Donnerstag, 21. August 2025
Juozas Kamenskas

Diese Woche freuen wir uns besonders über mehrerer Gruppen orthodoxer Christen aus verschiedenen Ländern, die diese Woche unter uns sind, um uns  einen Einblick in ihren orthodoxen Glauben zu geben. Historisch gesehen und auch heute noch leben viele orthodoxe Christen in der östlichen Hälfte des europäischen Kontinents. 

Morgen feiern wir anstelle des Abendgebets die orthodoxe Göttliche Liturgie, zu der alle eingeladen sind.   Diejenigen von uns, die aus den westlichen Kirchen kommen, können das gesegnete Brot empfangen, während die orthodoxen Pilger die Kommunion empfangen.

Papst Johannes Paul II. hat oft gesagt, dass die Kirche mit beiden Lungenflügeln atmen muss: dem Östlichen und dem Westlichen. Diese Woche haben wir dies durch verschiedene Workshops und Gottesdienste getan. Auch wenn die Spaltungen fortbestehen, spüren wir doch etwas von der ungeteilten Kirche, die eins ist in Christus, der nicht geteilt werden kann.

Deshalb danke ich unseren orthodoxen Freunden für ihre Anwesenheit und ihr Zeugnis diese Woche. In gewisser Weise ist eure Tradition durch die Ikonen in unserer Kirche hier in Taizé immer sichtbar. Viele von ihnen wurden von orthodoxen Bischöfen gesegnet. Wenn wir vor diesen Ikonen beten, öffnet sich ein Fenster und wir können im Gebet in die Geheimnisse des Lebens Jesu – seines Todes und seiner Auferstehung – und der Dreifaltigkeit eintreten.

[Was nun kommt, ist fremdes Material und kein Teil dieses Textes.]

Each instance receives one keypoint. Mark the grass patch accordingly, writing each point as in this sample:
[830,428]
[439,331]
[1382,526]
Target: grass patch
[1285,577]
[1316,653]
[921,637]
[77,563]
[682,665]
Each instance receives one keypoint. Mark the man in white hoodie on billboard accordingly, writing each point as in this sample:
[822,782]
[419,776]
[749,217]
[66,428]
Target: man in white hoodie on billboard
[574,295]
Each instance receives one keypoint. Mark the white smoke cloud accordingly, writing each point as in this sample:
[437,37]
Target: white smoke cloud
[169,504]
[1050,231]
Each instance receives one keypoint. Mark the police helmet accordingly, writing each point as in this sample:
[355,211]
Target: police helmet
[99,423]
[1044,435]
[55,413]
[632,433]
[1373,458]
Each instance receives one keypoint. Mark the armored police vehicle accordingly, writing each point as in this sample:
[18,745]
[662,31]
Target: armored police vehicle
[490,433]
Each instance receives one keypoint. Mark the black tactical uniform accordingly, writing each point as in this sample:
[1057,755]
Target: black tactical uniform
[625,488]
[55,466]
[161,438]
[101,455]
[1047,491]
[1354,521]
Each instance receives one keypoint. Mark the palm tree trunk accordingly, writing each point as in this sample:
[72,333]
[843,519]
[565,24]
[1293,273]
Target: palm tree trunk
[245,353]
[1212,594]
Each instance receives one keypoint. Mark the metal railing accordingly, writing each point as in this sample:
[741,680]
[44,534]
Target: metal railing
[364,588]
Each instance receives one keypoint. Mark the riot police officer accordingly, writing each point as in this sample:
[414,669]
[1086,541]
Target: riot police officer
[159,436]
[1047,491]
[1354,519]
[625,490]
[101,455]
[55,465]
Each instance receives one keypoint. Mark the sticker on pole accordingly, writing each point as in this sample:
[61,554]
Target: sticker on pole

In diesen Tagen haben wir in der Communauté an Frère Roger gedacht, der das gemeinsame Leben hier in Taizé begonnen hat. Am vergangenen Samstag, den 16. August, jährte sich sein gewaltsamer Tod in dieser Kirche zum 20. Mal. Ein Video der einer Gesprächsrunde aus diesem Anlass sowie des Abendgebets, in dem wir für sein Leben gedankt haben, stehen auf unserer Webseite zur Verfügung.

Mit 25 Jahren verließ Frère Roger damals seine Schweizer Heimat und ließ sich in Taizé nieder. Vor 85 Jahren, am 20. August 1940, kam er hier an.

Taizé ist zu einem Ort der Versöhnung unter den Christen geworden. Aber Frère Roger​ im August 1940 mit dem Fahrrad aus Cluny hier ankam, hatte er ein gemeinsames Leben und die Solidarität mit den Ärmsten im Sinn. Eine alte Frau, der er erzählte, dass er ein Haus suche, sagte zu ihm: „Bleiben Sie hier, wir sind so allein.“ Später sagte er, er habe in diesen Worten die Stimme Gottes gehört. Er kaufte ein Haus, begann zu beten, zu arbeiten und Flüchtlinge, darunter auch Juden, aufzunehmen. Nach dem Krieg nahmen er und die ersten Brüder dann deutsche Kriegsgefangene auf.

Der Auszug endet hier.